Tous les défauts déjà spectaculaires du précédent, multipliés par dix.
L’Entité, antagoniste au-delà des genres— ni un adversaire de thriller, ni de SF, ni de fantastique, dépourvu d’attributs clairs et de parti-pris d’écriture ou de mise en scène. Cette volonté d’absolutiser la menace, de la faire exister au-delà de tous les carcans, achève de complètement la diluer. Rien de valable, ni thématiquement (éternels poncifs de philo de Terminale L sur le libre arbitre), ni même diégétiquement pour pimenter l’intrigue : c’est uniquement le risque de la fin du monde, et mon Dieu comme personne dans ce film de trois heures ne rate la moindre occasion de le répéter. J’ai un peu galéré à cerner le pourquoi, au-delà d’une immense paresse intellectuelle, de cette menace quasi-spirituelle dans un tel univers. En fait c’est limpide : l’Entité est tout simplement le Lucifer du démiurge Hunt.
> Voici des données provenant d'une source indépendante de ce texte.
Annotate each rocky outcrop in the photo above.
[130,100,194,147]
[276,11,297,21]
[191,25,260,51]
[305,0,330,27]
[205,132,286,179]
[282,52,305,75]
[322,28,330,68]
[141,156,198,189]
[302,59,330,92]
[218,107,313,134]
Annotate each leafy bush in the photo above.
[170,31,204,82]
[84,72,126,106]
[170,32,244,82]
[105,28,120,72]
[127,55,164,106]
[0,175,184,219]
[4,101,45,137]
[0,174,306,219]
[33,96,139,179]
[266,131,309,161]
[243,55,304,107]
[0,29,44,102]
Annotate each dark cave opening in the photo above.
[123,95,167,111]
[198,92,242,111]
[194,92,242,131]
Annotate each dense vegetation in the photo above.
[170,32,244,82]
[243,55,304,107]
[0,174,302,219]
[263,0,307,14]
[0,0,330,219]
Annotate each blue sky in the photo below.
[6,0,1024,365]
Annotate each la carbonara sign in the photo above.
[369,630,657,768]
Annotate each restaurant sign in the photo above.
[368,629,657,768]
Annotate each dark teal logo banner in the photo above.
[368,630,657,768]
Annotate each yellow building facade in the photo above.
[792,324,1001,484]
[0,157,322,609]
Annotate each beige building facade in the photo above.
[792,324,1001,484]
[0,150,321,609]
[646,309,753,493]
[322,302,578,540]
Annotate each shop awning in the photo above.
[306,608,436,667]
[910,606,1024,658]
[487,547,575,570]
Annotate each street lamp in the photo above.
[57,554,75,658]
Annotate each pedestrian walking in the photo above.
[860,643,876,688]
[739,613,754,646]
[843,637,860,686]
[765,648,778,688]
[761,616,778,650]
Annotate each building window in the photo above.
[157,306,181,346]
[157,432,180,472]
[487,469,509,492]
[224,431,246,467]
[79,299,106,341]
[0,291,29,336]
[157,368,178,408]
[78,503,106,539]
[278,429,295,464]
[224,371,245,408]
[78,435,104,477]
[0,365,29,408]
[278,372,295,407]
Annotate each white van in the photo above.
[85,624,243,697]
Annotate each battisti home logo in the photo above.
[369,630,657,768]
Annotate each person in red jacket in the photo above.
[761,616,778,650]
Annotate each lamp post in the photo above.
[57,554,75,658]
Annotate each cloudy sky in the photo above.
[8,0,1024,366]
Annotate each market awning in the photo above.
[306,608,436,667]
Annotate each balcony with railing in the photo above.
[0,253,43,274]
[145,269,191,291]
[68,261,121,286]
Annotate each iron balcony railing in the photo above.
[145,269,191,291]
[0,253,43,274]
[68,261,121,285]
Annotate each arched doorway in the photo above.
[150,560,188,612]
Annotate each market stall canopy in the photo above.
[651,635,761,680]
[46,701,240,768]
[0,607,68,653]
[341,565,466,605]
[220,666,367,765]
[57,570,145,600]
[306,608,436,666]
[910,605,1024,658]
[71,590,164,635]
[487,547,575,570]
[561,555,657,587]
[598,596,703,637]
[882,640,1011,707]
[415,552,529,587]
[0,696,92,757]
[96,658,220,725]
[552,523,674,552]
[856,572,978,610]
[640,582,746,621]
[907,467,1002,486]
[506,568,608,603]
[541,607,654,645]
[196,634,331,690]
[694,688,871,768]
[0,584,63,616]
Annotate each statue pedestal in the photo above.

Hunt lutte lui aussi au-delà des dogmes, idéologies et frontières, au-delà de tous les cadres possibles et imaginables. Il lutte surtout dans un univers complètement mort, sans société, sans strates ni contrastes. Un monde qui se résume à des conversations à six ou sept d’un décor à un autre.
Souvenez-vous de MI:III et toute la séquence pour intercepter et remplacer Davian. Le jeu constant d’enjeux dans les enjeux, la sensation de suivre l’équipe alors qu’elle a les mains dans le cambouis et que le temps et l’étau se resserrent, les petits détails millimétrés qui contribuent au coup de maître final… Ici, le coup de maître, c’est Hunt, rien que Hunt, qui est d’ailleurs omniprésent— Hunt ou plutôt Cruise qui a phagocyté son personnage dans un film où il se suffit à lui-même, façon Kevin Costner dans les années 90. Démiurge du film chargé de corriger son erreur suprême, cet enfant rebelle né de ses choix, qui en incarne tout l’opposé, qui finit à la l’état de lumière emprisonnée. Hunt est son propre messie. Son propre prophète. TriniTom. Every soul on earth is his responsibility. Glauque.
A vrai dire, c’est surtout la narration qui pèche. Un fond glauque et gênant avec une forme pêchue de blockbuster qui tabasse, je prends. Mais non. C’est une putain de pièce de théâtre, on passe de scènes en scènes dans lesquelles tout le monde explique ce qui va se passer, avec en plus des flashforwards pour illustrer de manière redondante, tandis que d’autres posent des questions pour obtenir encore plus d’explications et de détails. Surécrit, surligné, sursignifié. Narration statique. Figée. Morte.
Mort comme donc le monde que Cruise est censé sauver, qu’on ne voit, ni ne sent jamais. Armaggeddon avait ses inserts d’Americana rockwellisante pour faire vivre le truc. Ici on a la masse, comme d’habitude. Susceptible d’être manipulée, qui doit toujours être protégée d’elle-même par une élite héroïque, courageuse physiquement, droite moralement. Et quand cette masse n’est pas manipulée, donc complice, elle n’est bonne qu’à servir de couverture à cette même élite qui s’y fond. On est vraiment dans quelque chose d’ouvertement anti-social. Fascinant à quel point le public se gorge d’un reflet de lui-même chargé de reproches mais aussi de bienveillance paternaliste mais toujours lointaine : for the ones we never meet, indeed. Quitte à faire du meta sur Cruise, autant aller jusqu'au bout et deviser sur le fantasme bizarre d'une célébrité d'être inconnue, invisible et bienveillante dans l'ombre, alors que sa réalité, pour des raisons qu'on ne rabachera pas, se situe vraisemblablement à l'exact opposé. Ca marche aussi. Des séquences spectaculaires par moments. Et Angela Bassett, quelle MILF.
Le pire de la série, talonné par le précédent. Nul sur la forme, complètement dérangé sur le fond.
_________________ Looks like meat's back on the menu, boys!